Big Lip turned his palms to the ceiling, and shrugged his shoulders. Some of the other first-timers began to pay attention. This could turn into a fight.

“’Cause I ain’t never told a lie,” the agitator said, punctuating his words with slaps of his fist.

Big Lip was not intimidated in the least. “You told one just then,” he shot back.

When those words sunk in, the whole class laughed and laughed; even Big Lip and the Liar joined in. That laughter broke the tension just in time, because Miss Miss Myra walked into the room and all bricka-bracka ceased.

As the quit-uators gave her their tidings and departed, and we answered the roll for the seventh grade, I kept thinking about what Big Lip said. I knew that to tell the truth is noble, and that a stable society depends on doing so. But I had never heard lying condemned so quickly and so well. The words made me realize that I, too, fell under Big Lip’s condemnation. It was his finest hour.

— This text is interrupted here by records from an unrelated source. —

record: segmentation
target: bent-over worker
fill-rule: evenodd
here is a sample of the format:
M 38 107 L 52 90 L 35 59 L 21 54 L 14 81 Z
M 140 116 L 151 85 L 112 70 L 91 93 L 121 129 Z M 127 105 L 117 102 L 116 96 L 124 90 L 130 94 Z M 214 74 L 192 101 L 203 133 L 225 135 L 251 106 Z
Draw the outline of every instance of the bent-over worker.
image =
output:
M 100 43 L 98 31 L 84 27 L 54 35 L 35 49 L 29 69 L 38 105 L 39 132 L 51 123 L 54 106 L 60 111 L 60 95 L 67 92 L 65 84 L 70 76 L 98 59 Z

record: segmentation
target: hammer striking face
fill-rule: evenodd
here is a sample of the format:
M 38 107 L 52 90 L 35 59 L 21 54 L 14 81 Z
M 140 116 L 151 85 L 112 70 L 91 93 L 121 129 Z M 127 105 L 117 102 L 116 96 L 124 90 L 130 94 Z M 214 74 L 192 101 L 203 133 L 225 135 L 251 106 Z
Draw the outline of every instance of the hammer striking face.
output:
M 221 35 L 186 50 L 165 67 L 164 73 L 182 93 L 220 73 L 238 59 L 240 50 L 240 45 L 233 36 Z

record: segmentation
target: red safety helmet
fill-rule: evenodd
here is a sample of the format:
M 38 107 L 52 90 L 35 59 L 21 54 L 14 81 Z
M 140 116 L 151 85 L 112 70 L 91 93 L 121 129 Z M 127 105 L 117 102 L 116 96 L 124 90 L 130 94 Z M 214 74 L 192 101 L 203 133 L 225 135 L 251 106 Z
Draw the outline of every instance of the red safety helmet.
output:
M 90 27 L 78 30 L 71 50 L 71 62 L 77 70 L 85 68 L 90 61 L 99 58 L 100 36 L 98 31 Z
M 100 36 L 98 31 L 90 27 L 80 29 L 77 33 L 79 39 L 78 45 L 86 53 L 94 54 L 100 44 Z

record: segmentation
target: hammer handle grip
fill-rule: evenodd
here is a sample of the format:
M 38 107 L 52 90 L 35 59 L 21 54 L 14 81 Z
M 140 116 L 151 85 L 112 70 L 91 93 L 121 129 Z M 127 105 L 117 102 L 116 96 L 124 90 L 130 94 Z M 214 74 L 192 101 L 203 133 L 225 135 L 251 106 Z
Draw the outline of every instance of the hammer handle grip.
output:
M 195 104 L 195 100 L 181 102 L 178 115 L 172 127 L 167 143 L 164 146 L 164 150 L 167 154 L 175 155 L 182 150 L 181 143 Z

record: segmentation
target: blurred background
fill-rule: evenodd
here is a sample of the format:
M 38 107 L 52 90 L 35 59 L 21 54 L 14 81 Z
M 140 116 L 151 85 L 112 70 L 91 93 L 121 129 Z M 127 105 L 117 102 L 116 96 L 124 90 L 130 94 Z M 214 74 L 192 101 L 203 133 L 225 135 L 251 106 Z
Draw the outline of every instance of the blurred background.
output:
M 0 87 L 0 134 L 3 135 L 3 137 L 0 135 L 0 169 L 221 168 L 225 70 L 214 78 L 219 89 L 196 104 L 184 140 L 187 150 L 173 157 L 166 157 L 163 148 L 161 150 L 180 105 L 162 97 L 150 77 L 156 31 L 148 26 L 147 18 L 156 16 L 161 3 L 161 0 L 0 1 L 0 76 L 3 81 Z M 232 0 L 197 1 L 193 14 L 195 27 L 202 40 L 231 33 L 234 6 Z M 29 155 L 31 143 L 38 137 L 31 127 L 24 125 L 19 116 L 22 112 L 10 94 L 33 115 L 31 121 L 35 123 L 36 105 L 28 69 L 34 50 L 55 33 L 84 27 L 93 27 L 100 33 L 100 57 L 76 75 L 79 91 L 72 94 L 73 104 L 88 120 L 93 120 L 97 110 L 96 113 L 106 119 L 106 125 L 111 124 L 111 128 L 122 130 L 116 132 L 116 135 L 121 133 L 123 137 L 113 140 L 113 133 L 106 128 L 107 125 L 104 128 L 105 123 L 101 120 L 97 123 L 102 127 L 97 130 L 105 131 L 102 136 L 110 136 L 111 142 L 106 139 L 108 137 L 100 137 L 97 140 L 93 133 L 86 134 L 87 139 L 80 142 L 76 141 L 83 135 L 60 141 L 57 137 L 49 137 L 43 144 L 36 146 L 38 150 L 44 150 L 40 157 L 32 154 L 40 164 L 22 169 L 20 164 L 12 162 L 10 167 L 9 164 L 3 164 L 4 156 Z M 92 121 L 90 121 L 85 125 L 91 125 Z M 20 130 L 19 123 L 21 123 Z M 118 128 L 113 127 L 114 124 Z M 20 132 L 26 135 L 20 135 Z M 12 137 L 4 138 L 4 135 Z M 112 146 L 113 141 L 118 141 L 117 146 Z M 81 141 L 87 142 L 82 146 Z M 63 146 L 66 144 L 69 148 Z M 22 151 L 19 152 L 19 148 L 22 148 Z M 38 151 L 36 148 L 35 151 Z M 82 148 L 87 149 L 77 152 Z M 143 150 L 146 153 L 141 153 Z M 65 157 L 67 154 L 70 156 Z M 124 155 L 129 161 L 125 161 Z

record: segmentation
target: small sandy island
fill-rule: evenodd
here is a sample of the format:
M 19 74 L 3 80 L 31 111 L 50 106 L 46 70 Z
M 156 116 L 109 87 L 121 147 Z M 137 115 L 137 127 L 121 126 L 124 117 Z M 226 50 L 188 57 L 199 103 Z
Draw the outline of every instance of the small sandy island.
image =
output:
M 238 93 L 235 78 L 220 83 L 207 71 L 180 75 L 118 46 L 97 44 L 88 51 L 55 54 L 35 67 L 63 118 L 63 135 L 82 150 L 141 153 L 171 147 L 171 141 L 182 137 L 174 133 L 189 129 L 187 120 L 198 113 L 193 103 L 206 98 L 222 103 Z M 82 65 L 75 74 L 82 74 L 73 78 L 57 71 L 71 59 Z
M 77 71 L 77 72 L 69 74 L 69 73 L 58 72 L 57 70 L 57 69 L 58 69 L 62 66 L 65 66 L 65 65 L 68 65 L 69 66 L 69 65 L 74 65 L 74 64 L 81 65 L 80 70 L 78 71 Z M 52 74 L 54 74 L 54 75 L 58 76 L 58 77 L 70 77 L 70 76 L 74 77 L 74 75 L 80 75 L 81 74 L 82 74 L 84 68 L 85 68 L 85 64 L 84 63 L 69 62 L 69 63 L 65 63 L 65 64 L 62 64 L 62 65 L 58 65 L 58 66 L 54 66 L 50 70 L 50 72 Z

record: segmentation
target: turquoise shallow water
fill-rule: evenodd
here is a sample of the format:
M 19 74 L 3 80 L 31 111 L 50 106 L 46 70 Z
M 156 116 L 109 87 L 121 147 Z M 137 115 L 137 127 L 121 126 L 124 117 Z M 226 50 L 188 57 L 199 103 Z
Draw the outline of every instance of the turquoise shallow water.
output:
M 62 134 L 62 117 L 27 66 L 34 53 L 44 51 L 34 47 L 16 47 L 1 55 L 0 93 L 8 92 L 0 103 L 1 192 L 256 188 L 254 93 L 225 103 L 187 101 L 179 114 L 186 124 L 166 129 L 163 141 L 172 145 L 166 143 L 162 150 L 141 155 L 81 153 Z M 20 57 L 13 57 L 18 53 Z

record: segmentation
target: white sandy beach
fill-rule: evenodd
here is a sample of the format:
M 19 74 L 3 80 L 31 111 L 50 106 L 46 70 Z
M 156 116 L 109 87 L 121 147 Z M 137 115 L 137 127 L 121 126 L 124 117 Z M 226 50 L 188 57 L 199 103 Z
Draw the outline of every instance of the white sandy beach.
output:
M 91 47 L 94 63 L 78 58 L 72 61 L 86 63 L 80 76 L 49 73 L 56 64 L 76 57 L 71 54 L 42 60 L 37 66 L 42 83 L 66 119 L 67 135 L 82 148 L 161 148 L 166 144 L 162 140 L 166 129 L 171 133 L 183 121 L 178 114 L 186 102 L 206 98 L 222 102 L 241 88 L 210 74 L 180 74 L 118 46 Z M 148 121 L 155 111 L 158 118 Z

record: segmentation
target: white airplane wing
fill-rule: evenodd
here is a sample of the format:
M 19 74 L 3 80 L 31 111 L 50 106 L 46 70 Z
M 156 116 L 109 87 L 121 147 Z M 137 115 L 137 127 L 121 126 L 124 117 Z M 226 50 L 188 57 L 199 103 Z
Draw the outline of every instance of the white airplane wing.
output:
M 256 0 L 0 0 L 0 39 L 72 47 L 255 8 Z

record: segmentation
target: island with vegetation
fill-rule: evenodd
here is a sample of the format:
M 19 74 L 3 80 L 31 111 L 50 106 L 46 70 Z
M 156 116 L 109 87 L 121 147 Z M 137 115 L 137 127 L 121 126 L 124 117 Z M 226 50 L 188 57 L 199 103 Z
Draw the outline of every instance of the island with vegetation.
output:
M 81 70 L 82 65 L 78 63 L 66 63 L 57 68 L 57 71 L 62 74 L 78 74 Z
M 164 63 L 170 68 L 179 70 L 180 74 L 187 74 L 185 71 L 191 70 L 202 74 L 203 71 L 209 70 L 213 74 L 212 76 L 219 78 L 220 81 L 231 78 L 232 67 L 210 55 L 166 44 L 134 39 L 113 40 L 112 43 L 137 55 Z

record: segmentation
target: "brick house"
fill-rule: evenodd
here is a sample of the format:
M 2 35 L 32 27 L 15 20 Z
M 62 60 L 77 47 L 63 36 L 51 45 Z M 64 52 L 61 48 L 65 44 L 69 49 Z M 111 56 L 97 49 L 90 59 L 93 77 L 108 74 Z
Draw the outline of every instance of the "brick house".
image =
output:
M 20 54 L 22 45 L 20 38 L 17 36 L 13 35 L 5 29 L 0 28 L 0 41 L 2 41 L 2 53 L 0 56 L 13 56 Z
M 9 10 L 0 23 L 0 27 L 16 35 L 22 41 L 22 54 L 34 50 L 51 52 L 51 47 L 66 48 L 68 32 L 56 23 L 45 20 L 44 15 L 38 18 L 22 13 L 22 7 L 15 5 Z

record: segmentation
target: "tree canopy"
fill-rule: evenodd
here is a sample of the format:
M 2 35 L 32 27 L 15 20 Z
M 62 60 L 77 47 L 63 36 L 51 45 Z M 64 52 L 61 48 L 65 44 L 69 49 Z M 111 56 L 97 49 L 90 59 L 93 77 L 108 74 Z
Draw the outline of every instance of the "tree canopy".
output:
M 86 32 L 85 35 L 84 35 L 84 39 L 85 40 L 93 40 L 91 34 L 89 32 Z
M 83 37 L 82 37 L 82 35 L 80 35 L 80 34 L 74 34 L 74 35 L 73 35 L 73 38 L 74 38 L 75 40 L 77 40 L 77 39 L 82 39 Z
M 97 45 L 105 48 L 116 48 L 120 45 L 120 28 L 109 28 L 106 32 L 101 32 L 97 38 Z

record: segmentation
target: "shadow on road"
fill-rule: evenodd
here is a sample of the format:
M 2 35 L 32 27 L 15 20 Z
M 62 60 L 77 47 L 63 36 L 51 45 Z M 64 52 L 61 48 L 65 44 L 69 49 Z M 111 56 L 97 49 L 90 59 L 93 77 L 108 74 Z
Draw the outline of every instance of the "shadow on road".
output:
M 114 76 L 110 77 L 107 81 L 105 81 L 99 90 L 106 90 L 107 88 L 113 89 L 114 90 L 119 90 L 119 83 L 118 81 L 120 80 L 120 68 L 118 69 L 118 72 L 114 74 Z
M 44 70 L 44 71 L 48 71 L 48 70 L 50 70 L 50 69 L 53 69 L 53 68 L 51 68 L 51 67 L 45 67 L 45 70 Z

After I graduated, I remembered his words, but I forgot about Big Lip himself. The situation didn’t change after I moved away, but when I moved nearby 28 years later, he came to mind again. Big Lip was nowhere to be found. I asked around about him and learned that Big Lip had disappeared some 10 years after the two-lick fight. When folks realized he was truly missing, they formed a search party. The party found him lying dead just east of Polkton, in a field by the railroad tracks. He had not been run over by a train.

I never learned what really happened to him. But had already learned, and will not forget, the words spoken in Big Lip’s finest hour.

I’m sorry he’s gone.

Leon Smith, a resident of Wingate who grew up in Polkton, believes the truth in stories and that his native Anson County is very near the center of the universe.